It is estimated that over 7 million Americans are affected by psoriasis. While many forms of this disease have been discovered, plaque one is the most common of them.
This disease looks like discolored patches usually covered by whitish dead skin cells known as scales and can affect any part of the skin and nails.
Causes and Types of Psoriasis
While doctors are not yet sure why exactly people get this disease, it is thought to be triggered by your immune system. In one word, it is an autoimmune disease. This means that your immune system mistakenly attacks healthy cells, confusing them with infectious cells.
As a result, your body starts making new cells at a faster pace than normal, leading to overproduction and a thick, silvery build-up. Also, your chances of getting psoriasis are subject to your personal medical history and that of your family. Trauma and stress are considered to be the main reasons behind its onset.
The following are 5 common types:
1. Psoriasis Vulgaris
The word Vulgaris means “common” and rightly so as this is the most common type (also known as plaque psoriasis). It affects over 80% of the individuals suffering from it. It is characterized by well-defined areas of raised, red skin. On top of these plaques, you will see a flaky, silver-white dead skin buildup. You will often find that this scale loosens and sheds.
2. Guttate Psoriasis
In the case of guttate psoriasis, you have small, round, salmon-pink-colored spots on your skin. They affect over 10% of the people suffering from it. On top of these drops, you usually see a fine scale-lesion or silver-white buildup. This build-up is finer than the scale you see in the case of plaque.
The most common cause of a flare-up in this type is a streptococcal (bacterial) infection. Following a bout of strep throat for 2 to 3 weeks, your lesions may erupt significantly. Fortunately, these lesions usually go away.
3. Inverse Psoriasis
Also knows Intertriginous Psoriasis, appears as red lesions typically in between skin folds. Among the most common skin areas where you can find it is under the breasts, near the genitals, in abdominal folds, in the armpits, and under the buttocks. The primary reason behind the flare-up of inverse psoriasis is sweat and skin rubbing together, which lead to irritated and inflamed areas.
4. Pustular Psoriasis
If you can see well-defined white pustules anywhere on your skin, this could be a case of pustular psoriasis. These pustules are full of non-infectious pus.
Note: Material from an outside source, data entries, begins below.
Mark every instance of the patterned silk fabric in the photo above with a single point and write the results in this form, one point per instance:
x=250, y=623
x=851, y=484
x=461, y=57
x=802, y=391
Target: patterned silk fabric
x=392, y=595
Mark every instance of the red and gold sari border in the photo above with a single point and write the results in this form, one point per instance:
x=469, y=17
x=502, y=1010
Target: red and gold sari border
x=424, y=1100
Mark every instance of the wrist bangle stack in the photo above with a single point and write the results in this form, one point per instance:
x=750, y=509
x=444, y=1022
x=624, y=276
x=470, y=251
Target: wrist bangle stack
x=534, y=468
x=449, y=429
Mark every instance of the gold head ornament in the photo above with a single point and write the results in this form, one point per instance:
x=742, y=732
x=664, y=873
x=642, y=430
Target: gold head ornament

You will also see redskin around these bumps, which spread across a large portion of the skin.
In fact, in most cases, you may see a cycle of complete redness of the skin, which is usually followed by pustules and scaling.
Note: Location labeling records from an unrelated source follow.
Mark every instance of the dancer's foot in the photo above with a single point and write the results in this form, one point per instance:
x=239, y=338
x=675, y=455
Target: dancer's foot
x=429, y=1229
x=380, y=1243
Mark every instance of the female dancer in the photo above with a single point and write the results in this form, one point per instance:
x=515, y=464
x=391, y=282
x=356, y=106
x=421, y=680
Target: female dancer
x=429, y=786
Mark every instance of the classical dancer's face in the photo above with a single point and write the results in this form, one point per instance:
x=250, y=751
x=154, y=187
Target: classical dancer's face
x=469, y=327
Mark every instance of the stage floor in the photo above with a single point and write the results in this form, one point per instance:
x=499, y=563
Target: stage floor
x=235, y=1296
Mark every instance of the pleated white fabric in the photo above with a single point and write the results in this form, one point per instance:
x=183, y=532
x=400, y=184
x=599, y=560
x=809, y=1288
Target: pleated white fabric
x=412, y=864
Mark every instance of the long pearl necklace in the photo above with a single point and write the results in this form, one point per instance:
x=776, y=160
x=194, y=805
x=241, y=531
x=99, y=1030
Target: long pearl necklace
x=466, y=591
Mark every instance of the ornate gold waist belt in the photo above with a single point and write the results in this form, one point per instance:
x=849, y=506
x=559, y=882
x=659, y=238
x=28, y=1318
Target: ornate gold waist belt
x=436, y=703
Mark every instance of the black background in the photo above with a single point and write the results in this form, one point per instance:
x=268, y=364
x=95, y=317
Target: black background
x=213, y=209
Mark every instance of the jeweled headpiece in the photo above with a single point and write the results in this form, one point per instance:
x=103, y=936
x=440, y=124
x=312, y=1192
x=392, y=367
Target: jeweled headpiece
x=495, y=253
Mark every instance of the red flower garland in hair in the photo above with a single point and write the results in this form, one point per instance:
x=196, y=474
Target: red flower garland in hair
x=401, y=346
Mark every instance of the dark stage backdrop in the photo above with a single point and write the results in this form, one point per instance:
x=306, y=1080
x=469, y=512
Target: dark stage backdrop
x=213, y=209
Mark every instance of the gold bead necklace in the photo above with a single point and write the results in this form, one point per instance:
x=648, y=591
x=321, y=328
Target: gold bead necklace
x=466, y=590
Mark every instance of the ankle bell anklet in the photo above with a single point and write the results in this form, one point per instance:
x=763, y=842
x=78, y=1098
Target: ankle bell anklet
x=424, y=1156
5. Erythrodermic Psoriasis
While erythrodermic psoriasis is quite a rare form, it may be extremely dangerous in some cases. Erythrodermic one can also affect most of your body’s surface, leading to the bright red skin. In this type of scenario, you experience a red, peeling rash that itches as well as burns. It leads to drying out of the skin and leaves you vulnerable to bacterial infections like Pneumonia and Staphylococcal septicemia. There is a 10% to 65% mortality rate associated with it as well.
There is no specific treatment, but you can visit here for more info. Based on the severity of your condition, the disease can go into remission, leaving behind no symptoms or signs. Medical researchers are continuously working to find a treatment and a potential cure. However, there is an array of treatment options that you can try out.
Psoriasis is not contagious and cannot be caught from others through physical or sexual contact. However, parents are likely to pass it on to their biological children, usually runs in families for generations.
Psoriasis is a skin-related autoimmune disease. It can cause immense discomfort and prove it be interference in the daily routine. There are psychological issues associated with as well (depression, anxiety, low self-esteem, etc.), which highlights the need for public awareness.